The events should be tight. Katz figures 15 minutes is sufficient, but they can last up to 30 minutes. Due to the tight schedule, brands should have a firm handle on the content to be certain they can squeeze it in. If a makeup artist is instructing on a particular look, all the products for that look should be easily accessible and able to be displayed. If hairstylists are walking women through at-home dye jobs, they should think about having half of their heads colored before the event starts to illustrate the outcome. Base Beauty is incorporating elements of customization like brand-specific backgrounds into events, and those customized elements should be squared away prior to the event.
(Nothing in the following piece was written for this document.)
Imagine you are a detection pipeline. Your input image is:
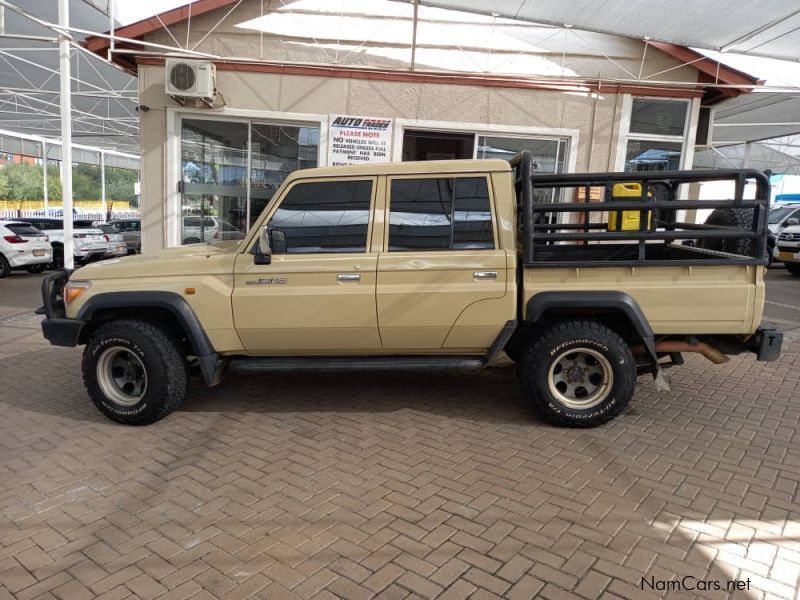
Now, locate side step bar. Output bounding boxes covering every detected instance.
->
[228,356,487,373]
Not every brand should be putting on virtual events. Brands have to assess their communities, and ones that don’t believe they will garner turnout should place their energies elsewhere. Brands shouldn’t invite every person they encounter digitally to their events. Base Beauty limits the capacity and zeroes in on key influencers to invite. Those influencers can spread the messages shared in an event, magnifying its reach. Another invite tactic for brands is to reach out to a limited group of their top customers for events. The invite list will impact the time of day an event is held. An event focused on mothers shouldn’t be held at the same time they’re feeding their kids lunch.

“I don’t want to be scared all day long. Events can be optimistic. We are getting together, seeing each other and moving conversations forward.”

Brands should nominate a person on their team with technology skills to manage the backend digital infrastructure of the event. They should also nominate a person to lead the event. The event leader could be a brand founder, influencer or beauty professional such as a makeup artist, hairstylist or aesthetician. The event leader should have a personality that can be compelling on a small screen, and they should know their stuff. A person reading off their cellphones or index cards isn’t going to command attention.

With the virtual events it’s orchestrating, Base Beauty attempts to hit a specific number of impressions. In a fragile macro environment, Katz reasons sales may not be the best metric to measure results. Instead, website visits could be a better metric for brands. She says. “Whatever they can do to stay in the hearts and minds of their customers is of value.” Events that beget additional events and content are fruitful. Can the event be translated into a series of events? How much from it can be repurposed for blogs, email marketing efforts, and future influencer or press outreach?

Brands will register a bigger bang for their virtual affairs if they strategize in advance of them to communicate unambiguously and maximize the megaphone they gain with them. “Like a normal event, the more you invest in deep storytelling and strong partners, the stronger your results will be,” says Katz. “If you’re only dipping your toe into it, you’re only going to be dipping your toe into the results you can achieve.”